If you didn't have the first table to look at, how would you know which block was corrupted?
You can't know for sure.

This is why Btrfs and ZFS both checksum blocks. It takes a little more disk space, but this extra information lets the storage system figure out which block is lying.

From Jeff Bonwick's blog article "RAID-Z":

Whenever you read a RAID-Z block, ZFS compares it against its checksum. If the data disks didn't return the right answer, ZFS reads the parity and then does combinatorial reconstruction to figure out which disk returned bad data.

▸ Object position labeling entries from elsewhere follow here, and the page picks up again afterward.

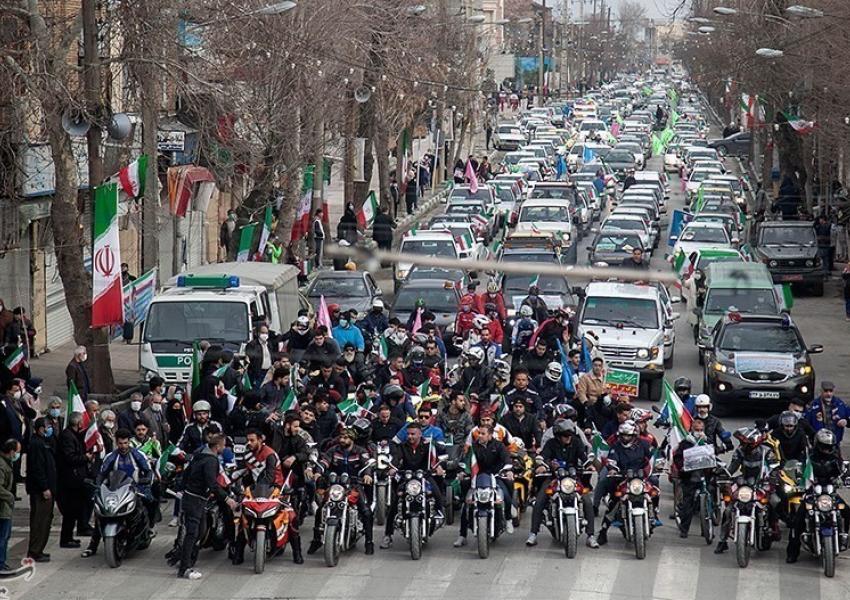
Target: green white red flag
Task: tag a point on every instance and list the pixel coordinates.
(107, 291)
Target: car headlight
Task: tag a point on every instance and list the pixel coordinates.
(336, 492)
(825, 503)
(413, 487)
(745, 494)
(568, 485)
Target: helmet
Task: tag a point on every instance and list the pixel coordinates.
(475, 353)
(824, 440)
(554, 371)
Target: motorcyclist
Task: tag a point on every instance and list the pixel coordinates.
(415, 454)
(345, 457)
(827, 466)
(564, 450)
(628, 453)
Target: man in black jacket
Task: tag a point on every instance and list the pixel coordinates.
(41, 488)
(200, 482)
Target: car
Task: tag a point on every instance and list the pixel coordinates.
(737, 144)
(441, 297)
(757, 361)
(790, 251)
(349, 289)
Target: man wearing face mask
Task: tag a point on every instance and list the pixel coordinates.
(41, 488)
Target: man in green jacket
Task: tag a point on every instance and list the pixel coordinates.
(9, 453)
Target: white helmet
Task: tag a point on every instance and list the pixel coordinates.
(201, 406)
(554, 371)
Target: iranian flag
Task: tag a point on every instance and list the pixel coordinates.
(265, 233)
(246, 239)
(132, 177)
(16, 360)
(366, 214)
(107, 292)
(680, 418)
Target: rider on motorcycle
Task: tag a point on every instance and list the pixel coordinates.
(346, 458)
(414, 454)
(564, 449)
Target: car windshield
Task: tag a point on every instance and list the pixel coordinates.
(339, 286)
(632, 312)
(436, 299)
(760, 337)
(429, 247)
(788, 236)
(758, 301)
(191, 320)
(704, 234)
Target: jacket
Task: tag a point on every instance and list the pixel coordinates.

To do this with Btrfs on md, you would have to try recalculating each block until the checksum matches in Btrfs, a time-consuming process with no easy interface exposed to the user/script.


I know ZFS can do all this all by itself, but I don't want to use ECC memory

Neither ZFS nor Btrfs over md depends on or is even aware of ECC memory. ECC memory only catches silent data corruption in memory, so it's storage system-agnostic.

I've recommended ZFS over Btrfs for RAID-5 and RAID-6 (analogous to ZFS RAID-Z and RAID-Z2, respectively) before in Btrfs over mdadm raid6? and Fail device in md RAID when ATA stops responding, but I would like to take this opportunity to outline a few more advantages of ZFS:

  • When ZFS detects silent data corruption, it is automatically and immediately corrected on the spot without any human intervention.
  • If you need to rebuild an entire disk, ZFS will only "resilver" the actual data instead of needlessly running across the whole block device.
  • ZFS is an all-in-one solution to logical volumes and file systems, which makes it less complex to manage than Btrfs on top of md.
  • RAID-Z and RAID-Z2 are reliable and stable, unlike
    • Btrfs on md RAID-5/RAID-6, which only offers error detection on silently corrupted data blocks (plus silently corrupted parity blocks may go undetected until it's too late) and no easy way to do error correction, and
    • Btrfs RAID-5/RAID-6, which "has multiple serious data-loss bugs in it".
  • If I silently corrupted an entire disk with ZFS RAID-Z2, I would lose no data at all whereas on md RAID-6, I actually lost 455,681 inodes.
Deltik
  • 19,971
-1

I found a way to create a read error for mdadm.

With dmsetup you can create logical devices from tables.

Devices are created by loading a table that specifies a target for each sector (512 bytes)

From: manpage

In these tables you can specify offsets which should return an IO error, for example:

0 4096 linear /dev/sdb 0
4096 1 error
4097 2093055 linear /dev/sdb 4097

This creates a device (1GB) with an error at offset 4096*512.